Imagem: Fragmento de Guerreiros de Terracota da Dinastia Qin/ Mausoléu de Qin Shihuang/ Domínio Público
Serão necessárias muitas décadas, talvez séculos, para que se possa mapear e conhecer todas as consequências da entrada da China no “sistema interestatal capitalista” no final do século 20. Assim como tomará tempo para avaliar o impacto deste mesmo sistema interestatal, criado pelos europeus, sobre a história milenar da China.
O que é certo, e de imediato, é que a incorporação chinesa ao sistema revogou, automaticamente, o “universalismo ocidental”, junto com seus critérios de avaliação dos fenômenos internacionais.
Mesmo assim, é possível perceber a olho nu a desproporção que existe entre o Estado chinês e a maioria dos demais Estados nacionais do mundo, a começar pelos próprios Estados europeus, que se transformaram, na sua maioria, em pequenos refúgios de descanso e férias, extremamente aprazíveis, mas sem nenhuma importância, e nenhum tipo de soberania nacional.
Depois da sua Revolução Republicana, de 1911, mas sobretudo depois de sua adesão às instituições multilaterais, na última década do século passado, a China passou a ser reconhecida como um “Estado nacional”, sem nunca ter deixado de ser uma civilização milenar que manteve sua homogeneidade durante pelo menos 2,5 mil anos.

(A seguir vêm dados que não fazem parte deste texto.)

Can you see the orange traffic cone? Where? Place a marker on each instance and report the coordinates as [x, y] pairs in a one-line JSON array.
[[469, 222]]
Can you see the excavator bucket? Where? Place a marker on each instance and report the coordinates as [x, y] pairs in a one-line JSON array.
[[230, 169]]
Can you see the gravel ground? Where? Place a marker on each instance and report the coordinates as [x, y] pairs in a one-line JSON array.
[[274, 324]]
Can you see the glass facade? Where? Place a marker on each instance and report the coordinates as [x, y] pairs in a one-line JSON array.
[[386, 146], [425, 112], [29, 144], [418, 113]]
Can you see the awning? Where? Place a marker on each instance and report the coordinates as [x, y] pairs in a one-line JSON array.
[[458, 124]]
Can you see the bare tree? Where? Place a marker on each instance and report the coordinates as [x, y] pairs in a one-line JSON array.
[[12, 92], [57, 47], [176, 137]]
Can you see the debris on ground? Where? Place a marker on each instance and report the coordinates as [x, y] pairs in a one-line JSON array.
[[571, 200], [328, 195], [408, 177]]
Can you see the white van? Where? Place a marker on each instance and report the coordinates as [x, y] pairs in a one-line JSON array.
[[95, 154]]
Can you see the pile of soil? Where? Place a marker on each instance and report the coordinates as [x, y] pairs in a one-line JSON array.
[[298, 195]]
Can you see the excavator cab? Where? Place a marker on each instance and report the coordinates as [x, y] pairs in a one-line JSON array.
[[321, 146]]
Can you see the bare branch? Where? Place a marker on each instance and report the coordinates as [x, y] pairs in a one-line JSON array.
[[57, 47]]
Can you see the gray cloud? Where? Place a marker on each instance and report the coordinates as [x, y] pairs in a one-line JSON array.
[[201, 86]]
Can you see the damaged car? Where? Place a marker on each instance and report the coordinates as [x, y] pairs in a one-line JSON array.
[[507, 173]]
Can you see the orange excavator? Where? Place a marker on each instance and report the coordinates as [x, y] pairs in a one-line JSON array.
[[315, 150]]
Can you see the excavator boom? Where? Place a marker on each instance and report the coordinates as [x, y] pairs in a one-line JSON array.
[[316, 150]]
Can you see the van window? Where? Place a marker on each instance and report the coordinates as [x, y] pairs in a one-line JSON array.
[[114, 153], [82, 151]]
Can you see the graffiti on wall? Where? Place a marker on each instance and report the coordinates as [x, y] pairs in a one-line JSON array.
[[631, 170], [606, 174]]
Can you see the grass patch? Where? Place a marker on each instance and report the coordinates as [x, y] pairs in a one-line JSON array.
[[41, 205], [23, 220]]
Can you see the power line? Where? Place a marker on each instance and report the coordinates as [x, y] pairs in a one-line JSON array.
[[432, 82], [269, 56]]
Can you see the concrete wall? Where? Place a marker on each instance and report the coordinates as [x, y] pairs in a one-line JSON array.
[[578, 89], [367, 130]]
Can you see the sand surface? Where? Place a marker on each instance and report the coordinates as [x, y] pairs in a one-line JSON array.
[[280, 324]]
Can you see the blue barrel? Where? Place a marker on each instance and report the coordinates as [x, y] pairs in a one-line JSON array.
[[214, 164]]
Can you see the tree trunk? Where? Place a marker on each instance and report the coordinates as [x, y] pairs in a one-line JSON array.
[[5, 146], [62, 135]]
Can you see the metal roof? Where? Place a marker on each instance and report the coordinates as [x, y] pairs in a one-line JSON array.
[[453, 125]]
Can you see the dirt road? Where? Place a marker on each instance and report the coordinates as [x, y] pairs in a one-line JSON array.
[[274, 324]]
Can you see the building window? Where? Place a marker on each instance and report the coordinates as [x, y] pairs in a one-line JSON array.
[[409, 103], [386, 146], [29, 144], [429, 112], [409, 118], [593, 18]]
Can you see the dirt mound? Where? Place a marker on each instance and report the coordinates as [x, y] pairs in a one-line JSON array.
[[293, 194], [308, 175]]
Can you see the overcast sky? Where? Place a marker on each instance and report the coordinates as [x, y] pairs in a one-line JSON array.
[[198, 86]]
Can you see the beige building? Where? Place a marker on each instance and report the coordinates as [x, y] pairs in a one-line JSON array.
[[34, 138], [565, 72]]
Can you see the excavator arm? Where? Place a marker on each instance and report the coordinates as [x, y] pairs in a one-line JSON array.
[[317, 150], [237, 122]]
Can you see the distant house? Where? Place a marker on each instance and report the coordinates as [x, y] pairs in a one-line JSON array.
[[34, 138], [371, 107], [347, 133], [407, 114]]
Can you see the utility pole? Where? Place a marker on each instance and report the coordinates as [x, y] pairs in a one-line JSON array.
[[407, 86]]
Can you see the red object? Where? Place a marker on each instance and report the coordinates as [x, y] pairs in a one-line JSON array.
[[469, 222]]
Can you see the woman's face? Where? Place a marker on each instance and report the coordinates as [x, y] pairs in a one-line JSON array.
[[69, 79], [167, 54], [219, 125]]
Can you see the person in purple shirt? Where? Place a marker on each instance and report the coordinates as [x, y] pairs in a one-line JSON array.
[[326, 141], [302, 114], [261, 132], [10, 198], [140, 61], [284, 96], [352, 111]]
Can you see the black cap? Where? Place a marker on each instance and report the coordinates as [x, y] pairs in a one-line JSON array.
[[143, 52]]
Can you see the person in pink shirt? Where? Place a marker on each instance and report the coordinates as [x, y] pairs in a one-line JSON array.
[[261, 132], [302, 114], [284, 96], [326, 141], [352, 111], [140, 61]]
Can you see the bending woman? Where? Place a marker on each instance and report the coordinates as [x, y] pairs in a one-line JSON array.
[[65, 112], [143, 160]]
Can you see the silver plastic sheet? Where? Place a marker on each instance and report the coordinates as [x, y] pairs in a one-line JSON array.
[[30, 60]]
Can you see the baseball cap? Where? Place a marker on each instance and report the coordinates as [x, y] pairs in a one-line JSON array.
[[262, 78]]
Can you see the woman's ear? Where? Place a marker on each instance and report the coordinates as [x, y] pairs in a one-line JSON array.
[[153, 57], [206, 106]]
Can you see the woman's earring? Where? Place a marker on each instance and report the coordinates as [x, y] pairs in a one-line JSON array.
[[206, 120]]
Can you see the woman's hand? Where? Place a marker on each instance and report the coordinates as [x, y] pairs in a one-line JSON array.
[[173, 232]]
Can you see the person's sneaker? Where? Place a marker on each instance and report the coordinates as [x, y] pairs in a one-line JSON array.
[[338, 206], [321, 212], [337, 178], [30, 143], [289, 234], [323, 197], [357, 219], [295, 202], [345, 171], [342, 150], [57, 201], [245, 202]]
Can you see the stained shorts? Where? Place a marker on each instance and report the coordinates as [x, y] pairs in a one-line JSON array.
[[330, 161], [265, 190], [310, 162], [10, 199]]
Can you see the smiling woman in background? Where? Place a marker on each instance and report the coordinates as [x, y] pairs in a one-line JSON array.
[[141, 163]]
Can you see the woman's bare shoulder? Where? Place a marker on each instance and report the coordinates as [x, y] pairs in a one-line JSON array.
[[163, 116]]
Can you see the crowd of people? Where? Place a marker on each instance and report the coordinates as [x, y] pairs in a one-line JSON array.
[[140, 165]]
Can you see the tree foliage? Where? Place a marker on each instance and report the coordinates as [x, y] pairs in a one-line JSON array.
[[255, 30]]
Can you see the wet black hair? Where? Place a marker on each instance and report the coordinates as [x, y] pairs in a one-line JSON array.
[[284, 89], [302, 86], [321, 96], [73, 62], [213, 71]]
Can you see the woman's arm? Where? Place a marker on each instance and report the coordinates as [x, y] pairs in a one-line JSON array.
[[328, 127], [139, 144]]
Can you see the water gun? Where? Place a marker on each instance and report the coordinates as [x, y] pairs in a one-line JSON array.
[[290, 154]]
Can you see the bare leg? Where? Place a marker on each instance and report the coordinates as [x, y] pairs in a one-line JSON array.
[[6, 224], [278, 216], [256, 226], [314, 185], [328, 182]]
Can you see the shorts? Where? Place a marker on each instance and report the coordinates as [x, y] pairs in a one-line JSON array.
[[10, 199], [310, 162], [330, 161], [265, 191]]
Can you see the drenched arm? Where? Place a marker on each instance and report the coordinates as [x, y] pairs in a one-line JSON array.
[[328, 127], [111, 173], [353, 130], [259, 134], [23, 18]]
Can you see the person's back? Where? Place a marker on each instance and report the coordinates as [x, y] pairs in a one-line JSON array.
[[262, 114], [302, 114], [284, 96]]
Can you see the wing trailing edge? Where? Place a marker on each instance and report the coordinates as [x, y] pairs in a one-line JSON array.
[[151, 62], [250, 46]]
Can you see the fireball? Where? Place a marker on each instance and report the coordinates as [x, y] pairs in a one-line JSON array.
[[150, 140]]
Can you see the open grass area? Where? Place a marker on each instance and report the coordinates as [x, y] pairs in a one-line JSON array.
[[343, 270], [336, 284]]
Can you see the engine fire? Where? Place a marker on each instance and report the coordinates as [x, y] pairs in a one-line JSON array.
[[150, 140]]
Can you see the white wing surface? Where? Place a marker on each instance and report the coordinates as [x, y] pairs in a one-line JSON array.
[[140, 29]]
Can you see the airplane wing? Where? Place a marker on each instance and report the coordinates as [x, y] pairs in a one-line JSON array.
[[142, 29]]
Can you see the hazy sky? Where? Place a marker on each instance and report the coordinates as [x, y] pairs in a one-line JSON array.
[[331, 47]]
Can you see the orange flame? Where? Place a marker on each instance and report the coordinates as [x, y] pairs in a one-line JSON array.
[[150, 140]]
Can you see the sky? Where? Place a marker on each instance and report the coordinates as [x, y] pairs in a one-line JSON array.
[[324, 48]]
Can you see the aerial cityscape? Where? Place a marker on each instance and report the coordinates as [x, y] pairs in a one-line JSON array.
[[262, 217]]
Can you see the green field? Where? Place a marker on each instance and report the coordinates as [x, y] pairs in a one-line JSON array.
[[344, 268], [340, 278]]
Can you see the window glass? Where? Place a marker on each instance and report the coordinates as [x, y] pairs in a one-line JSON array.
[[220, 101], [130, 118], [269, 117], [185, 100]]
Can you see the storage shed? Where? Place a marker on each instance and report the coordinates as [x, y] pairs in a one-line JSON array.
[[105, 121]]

Um “Estado-civilização” que é hoje a segunda maior economia do mundo, que controla um quinto da população mundial, relativamente coesa do ponto cultural e sem nenhum tipo de segmentação religiosa relevante.
Números que permitem uma primeira avaliação sobre o desequilíbrio automático provocado pela incorporação da China ao sistema de Estados nacionais, bastando comparar os números chineses com os das potências tradicionais desse sistema: a China possui 20% da população mundial, enquanto a população dos EUA representa cerca de 4,5%; a do Japão, 1,3%; a da Alemanha, 0,8 %; a da França, 0,6%, o mesmo que a Grã-Bretanha.
A Europa como um todo tem 6,4%, e o Império Britânico chegou a ter, no seu apogeu, cerca de 2,5% da população mundial.
E não é necessário destacar a mais absoluta desproporção que sempre existiu entre a China e seus vizinhos do Leste e Sudeste asiático, incluindo Coreia, Vietnã, Camboja, Brunei, Mianmar ou mesmo Japão.
O caminho que levou a China a ter essas dimensões não foi simples nem linear, e se deu na forma de grandes ciclos de centralização de poder e expansão territorial, seguidos, periodicamente, de movimentos de descentralização marcados por grandes guerras ou revoluções intestinas.
A começar pelo próprio processo de criação do Império Chinês, no período das guerras entre os “Reinos Combatentes”, de 481 a.C até 221 d.C. (segundo a cronologia ocidental), vencidas por dois reinos situados no nordeste da China: o Estado Qin, que foi o grande vencedor da guerra e promoveu a unificação, e o Estado Han, que o sucedeu e criou, no ano de 206 a. C, o primeiro grande Império Chinês, que durou 400 anos e foi contemporâneo do Império Romano.
China das dinastias
Durante esse período, o Império Han estendeu sua influência sobre a Coreia, a Mongólia, o Vietnã e a Ásia Central, chegou até o Mar Cáspio e inaugurou a primeira grande “rota da seda”.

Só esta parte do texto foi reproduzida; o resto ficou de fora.